At least twice a year I go back to Livorno, the city of my childhood. The first thing I do is head to the messy, noisy and colourful central food market to eat a frate (an orange-scented doughnut dipped in sugar), and then to the harbour to see if the sea urchin stands are still there, serving the spiky sea creatures cut in half, to be consumed raw with a drop of lemon juice.
Just 20km south of Pisa, Livorno checks all the boxes of the typical European port city: it’s chaotic and lively; it’s multicultural; and it’s strongly linked to the sea, both culturally and gastronomically. Plus, it’s in the middle of Tuscany, which should automatically make it popular.

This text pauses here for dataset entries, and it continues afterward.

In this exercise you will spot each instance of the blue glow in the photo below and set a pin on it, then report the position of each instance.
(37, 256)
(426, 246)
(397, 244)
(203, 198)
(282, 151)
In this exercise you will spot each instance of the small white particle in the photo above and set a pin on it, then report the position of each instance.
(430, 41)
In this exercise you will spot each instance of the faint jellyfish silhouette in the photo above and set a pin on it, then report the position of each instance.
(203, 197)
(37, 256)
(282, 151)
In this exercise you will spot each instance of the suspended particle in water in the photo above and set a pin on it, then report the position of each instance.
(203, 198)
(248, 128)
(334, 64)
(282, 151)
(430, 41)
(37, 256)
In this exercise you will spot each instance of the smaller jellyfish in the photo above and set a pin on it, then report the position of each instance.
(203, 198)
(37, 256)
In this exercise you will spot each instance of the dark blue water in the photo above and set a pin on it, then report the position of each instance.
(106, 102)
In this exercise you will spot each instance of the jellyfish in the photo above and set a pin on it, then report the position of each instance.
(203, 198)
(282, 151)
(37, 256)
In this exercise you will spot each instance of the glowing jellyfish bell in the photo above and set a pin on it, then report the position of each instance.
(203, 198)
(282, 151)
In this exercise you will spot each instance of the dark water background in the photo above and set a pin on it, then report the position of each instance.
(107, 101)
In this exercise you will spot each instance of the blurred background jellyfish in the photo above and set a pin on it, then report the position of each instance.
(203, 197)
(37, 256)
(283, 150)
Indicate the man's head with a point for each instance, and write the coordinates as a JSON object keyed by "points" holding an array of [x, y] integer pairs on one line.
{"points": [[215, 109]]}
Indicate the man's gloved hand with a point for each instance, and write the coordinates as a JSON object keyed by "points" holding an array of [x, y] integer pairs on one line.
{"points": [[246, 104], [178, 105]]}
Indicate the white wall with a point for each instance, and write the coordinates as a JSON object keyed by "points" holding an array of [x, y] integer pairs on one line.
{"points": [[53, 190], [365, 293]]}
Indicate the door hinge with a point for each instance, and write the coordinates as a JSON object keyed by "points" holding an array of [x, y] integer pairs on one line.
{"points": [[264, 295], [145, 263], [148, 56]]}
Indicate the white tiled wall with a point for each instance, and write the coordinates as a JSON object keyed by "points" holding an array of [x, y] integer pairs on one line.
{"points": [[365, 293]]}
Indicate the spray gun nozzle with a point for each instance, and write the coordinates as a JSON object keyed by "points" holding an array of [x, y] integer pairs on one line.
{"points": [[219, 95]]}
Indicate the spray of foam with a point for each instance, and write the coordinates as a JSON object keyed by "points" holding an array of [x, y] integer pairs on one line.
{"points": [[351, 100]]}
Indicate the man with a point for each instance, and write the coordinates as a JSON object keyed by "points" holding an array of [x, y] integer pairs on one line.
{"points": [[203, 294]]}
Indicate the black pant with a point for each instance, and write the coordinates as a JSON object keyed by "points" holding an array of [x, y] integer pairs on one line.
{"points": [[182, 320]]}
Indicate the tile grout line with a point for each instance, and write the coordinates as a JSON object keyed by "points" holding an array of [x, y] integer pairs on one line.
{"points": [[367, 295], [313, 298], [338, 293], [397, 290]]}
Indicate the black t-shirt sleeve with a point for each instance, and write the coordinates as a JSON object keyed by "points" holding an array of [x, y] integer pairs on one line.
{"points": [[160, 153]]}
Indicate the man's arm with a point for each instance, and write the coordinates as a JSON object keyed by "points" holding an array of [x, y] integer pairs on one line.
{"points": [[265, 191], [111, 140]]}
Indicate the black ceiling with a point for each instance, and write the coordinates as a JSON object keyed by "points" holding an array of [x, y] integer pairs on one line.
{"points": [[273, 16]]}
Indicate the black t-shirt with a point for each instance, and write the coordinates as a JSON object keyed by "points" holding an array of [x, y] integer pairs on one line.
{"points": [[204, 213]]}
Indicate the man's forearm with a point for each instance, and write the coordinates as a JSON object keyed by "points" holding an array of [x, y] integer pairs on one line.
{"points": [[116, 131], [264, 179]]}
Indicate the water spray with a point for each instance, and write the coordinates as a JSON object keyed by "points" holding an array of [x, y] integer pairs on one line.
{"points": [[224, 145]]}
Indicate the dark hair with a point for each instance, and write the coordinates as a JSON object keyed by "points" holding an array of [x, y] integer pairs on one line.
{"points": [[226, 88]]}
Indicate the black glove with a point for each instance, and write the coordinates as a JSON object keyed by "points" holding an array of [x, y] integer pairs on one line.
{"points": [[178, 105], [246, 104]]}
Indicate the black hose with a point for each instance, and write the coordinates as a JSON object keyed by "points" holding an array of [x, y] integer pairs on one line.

Yet, with only 10% of Florence’s tourist numbers and a third of Pisa’s, Livorno is mostly ignored by visitors – and the few who do show up often look like they arrived by accident. Stop one on the street, if you can find one, and ask why they are here: they’ll likely say they are waiting to catch the ferry to Corsica or Sardinia, or are just driving through and looking for a place to eat.
But why is that? Firstly, Livorno is surrounded by world-famous Tuscan towns that, many locals say, steal the spotlight. Others believe that throughout the years, the city’s oil refineries, its port area and the US military base of Camp Darby have given Livorno an industrial, polluted image. But travellers who speed through don’t realise that they’re missing out on a culturally lively town with a breathtaking coastline and a uniquely liberal attitude that’s rooted in its very beginnings: when the Medicis founded the city in the 1500s, they instituted laws that guaranteed unprecedented freedom to all newcomers, drawing business, talent and a diverse population that made the city thrive.
By the 1700s and 1800s, Livorno had become an important stop on the Grand Tour. “Back then, Livorno was a popular summer destination for the Italian high society,” said local historian Giorgio Mandalis. He explained that in the 1800s and up until World War Two, the city was home to some of Italy’s first seaside resorts, which were regularly frequented by Italian royals, and had tourism facilities including hotels and spas. There was even a funfair with rollercoasters that featured an early version of a cinema, operated by an agent of motion-picture pioneers the Lumière brothers. A plaque on the wall of Villa Dupuoy in the Montenero neighbourhood commemorates Lord Byron’s six-week Livorno holiday in 1822. And one of Mozart’s operas, Lo Sposo Deluso, is set here too.